What Remote Kiosk Management Actually Means
ProxyPass turns every kiosk into a remotely manageable device. A node runs on the kiosk machine — as a Docker container on Linux or a native service on Windows — and provides persistent access through the tunnel.
In practice, managing a kiosk remotely means:
- SSH or RDP into the machine to diagnose a frozen application
- REST Bridge to hit a local health-check API to see if the kiosk software is running
- File Mount to access log files, figure out what went wrong, or upload new content
- Remote restart — the application container or the entire OS — through the dashboard or API
Scenario: The Airport Check-In Kiosk
An airline operates 40 self-service check-in kiosks across 12 airports. At 5:30 AM, three kiosks at Frankfurt airport are not responding — the check-in application crashed overnight.
The operations team in headquarters opens the ProxyPass dashboard. All three nodes are online — the machines are running, just the application is stuck. They trigger an OS restart for all three kiosks through the API. Within two minutes, the kiosks reboot, the application starts automatically, and the check-in screens are live again — before the first passengers arrive at 6 AM.
Cost of this intervention: zero. No technician dispatched. No airport coordination required. Three kiosks recovered in two minutes from a desk in headquarters.
Resilience Built In
ProxyPass nodes auto-reconnect within about 30 seconds after a connection drop. If the kiosk loses internet temporarily — WiFi blip, router restart — the tunnel comes back without manual intervention. If the kiosk is powered off and back on, the node starts automatically and reconnects.
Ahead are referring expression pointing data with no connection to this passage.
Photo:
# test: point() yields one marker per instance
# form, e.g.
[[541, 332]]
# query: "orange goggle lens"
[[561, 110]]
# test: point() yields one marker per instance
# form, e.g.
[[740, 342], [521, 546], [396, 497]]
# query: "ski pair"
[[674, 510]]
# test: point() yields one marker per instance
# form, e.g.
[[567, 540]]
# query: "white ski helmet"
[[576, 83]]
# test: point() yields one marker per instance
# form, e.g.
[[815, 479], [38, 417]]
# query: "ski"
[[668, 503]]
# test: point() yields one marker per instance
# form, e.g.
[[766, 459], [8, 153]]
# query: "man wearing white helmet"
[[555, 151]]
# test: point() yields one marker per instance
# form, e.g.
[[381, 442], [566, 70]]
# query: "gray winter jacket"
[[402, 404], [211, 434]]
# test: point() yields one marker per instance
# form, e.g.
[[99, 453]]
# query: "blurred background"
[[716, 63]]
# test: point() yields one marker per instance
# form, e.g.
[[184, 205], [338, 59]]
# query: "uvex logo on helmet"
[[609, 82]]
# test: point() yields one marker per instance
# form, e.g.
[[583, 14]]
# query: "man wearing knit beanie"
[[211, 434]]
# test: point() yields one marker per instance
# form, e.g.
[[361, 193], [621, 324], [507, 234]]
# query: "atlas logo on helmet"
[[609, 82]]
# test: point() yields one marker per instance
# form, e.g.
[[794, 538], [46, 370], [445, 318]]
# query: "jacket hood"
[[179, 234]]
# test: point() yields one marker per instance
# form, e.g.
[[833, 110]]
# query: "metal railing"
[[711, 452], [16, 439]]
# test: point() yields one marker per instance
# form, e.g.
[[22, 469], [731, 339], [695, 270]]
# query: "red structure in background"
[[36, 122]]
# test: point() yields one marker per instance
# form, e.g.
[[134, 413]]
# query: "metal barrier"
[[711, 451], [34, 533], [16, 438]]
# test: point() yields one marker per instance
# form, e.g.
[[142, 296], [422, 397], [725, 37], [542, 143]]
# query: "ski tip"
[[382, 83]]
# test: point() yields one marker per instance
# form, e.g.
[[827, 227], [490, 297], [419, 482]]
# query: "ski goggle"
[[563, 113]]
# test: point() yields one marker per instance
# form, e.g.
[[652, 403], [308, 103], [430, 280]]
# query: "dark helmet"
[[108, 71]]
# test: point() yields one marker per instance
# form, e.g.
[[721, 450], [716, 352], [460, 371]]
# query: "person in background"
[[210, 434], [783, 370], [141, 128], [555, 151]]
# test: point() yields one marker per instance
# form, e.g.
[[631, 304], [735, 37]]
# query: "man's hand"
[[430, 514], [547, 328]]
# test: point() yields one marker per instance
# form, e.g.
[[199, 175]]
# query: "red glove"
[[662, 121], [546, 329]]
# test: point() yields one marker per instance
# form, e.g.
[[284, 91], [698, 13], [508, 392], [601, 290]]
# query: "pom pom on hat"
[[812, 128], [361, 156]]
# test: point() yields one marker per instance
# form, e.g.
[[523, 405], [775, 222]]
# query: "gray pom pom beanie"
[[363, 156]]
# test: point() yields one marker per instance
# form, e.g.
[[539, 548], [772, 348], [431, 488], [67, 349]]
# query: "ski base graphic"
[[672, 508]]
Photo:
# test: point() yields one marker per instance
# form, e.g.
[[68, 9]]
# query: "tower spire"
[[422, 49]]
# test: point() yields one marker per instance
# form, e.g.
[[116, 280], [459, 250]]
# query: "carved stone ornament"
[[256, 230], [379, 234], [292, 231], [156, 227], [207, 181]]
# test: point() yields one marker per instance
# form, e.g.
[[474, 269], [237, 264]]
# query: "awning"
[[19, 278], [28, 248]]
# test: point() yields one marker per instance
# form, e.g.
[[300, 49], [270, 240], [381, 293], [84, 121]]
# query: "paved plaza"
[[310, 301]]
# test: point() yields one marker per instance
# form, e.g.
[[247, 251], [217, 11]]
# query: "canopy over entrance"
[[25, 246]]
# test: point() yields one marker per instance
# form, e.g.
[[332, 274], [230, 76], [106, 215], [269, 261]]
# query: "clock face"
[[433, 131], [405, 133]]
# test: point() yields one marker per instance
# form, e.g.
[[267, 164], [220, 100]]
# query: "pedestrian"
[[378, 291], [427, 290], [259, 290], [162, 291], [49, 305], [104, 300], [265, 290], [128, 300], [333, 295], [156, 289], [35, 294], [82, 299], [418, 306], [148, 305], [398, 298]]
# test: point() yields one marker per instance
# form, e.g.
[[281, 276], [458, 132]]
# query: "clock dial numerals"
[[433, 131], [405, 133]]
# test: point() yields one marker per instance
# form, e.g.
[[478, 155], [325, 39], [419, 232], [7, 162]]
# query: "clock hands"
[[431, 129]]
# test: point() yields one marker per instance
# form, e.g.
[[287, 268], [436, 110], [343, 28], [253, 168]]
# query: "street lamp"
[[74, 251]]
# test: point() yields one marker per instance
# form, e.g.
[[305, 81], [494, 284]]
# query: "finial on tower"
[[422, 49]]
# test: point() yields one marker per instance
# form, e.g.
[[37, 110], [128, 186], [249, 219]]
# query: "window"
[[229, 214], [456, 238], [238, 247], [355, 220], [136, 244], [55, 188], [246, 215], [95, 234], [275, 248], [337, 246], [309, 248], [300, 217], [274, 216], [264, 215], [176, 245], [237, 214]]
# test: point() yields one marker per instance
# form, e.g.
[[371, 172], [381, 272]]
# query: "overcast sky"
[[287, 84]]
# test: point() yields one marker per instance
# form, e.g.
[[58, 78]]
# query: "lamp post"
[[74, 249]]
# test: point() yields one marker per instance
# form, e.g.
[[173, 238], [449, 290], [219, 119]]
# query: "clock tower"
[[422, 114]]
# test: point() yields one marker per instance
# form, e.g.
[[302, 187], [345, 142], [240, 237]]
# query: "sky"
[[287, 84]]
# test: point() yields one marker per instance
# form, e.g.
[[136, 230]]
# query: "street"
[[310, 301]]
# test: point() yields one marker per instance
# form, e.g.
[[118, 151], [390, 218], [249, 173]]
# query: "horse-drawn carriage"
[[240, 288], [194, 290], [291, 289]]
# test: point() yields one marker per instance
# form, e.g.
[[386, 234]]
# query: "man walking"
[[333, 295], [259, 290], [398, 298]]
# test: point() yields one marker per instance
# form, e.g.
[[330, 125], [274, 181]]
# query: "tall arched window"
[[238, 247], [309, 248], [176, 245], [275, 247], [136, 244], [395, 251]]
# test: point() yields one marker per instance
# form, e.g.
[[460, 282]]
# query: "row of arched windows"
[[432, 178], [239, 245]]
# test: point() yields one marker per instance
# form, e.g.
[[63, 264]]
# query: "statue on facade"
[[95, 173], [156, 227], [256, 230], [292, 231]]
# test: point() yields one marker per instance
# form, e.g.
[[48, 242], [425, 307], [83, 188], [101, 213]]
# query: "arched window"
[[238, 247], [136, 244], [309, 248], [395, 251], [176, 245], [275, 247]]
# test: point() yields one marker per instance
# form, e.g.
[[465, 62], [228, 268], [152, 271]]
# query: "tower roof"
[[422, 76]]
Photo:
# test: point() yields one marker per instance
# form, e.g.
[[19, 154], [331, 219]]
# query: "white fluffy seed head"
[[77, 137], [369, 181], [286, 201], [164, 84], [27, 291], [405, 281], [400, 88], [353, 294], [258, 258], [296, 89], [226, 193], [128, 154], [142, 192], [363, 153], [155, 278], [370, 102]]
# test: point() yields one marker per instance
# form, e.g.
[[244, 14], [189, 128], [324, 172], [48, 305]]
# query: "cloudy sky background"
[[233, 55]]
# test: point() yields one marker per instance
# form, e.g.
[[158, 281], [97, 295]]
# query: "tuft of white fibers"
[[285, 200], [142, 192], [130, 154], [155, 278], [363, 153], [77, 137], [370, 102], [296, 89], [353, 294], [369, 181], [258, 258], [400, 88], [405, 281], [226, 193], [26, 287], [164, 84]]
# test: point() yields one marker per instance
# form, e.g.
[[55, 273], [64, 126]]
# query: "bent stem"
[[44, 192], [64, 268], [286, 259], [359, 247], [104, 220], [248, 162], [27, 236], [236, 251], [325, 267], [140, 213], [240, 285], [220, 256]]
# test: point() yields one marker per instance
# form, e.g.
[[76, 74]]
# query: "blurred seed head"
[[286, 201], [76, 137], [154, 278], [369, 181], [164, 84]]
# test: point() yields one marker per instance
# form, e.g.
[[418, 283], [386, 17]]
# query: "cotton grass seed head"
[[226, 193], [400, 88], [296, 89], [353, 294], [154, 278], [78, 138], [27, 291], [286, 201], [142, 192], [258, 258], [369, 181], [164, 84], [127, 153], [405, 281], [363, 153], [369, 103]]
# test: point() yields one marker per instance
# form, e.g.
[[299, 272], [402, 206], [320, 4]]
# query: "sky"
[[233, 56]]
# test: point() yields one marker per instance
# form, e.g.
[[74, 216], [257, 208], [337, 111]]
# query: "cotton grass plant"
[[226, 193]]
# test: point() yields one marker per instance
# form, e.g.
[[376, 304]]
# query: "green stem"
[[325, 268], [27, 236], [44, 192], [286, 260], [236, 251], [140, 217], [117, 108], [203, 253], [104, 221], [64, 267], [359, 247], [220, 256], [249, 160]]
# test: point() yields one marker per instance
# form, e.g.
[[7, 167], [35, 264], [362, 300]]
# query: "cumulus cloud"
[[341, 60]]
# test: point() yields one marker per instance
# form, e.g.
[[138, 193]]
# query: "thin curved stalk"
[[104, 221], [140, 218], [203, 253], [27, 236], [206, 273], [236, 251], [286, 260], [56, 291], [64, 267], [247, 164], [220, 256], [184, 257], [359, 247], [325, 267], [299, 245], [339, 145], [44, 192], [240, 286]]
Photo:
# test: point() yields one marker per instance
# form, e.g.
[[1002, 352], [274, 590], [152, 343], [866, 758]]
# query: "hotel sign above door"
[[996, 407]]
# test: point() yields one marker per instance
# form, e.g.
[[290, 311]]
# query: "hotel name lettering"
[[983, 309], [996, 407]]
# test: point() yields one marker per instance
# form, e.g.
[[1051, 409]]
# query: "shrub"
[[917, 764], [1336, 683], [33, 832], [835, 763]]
Auto-update on connect keeps the node software current on every kiosk, even machines that have been offline for weeks. When they come back online, they catch up automatically.
Webhooks notify your monitoring system the moment a kiosk goes offline (with five-minute debounce to filter transient disconnects). Your support team knows about the issue before any customer complains.
For kiosk operators, the alternative to ProxyPass is usually a VPN per site, SSH keys per machine, and a spreadsheet tracking which credentials go where. ProxyPass replaces all of that with one dashboard, one API, and one consistent access method across every kiosk in the fleet.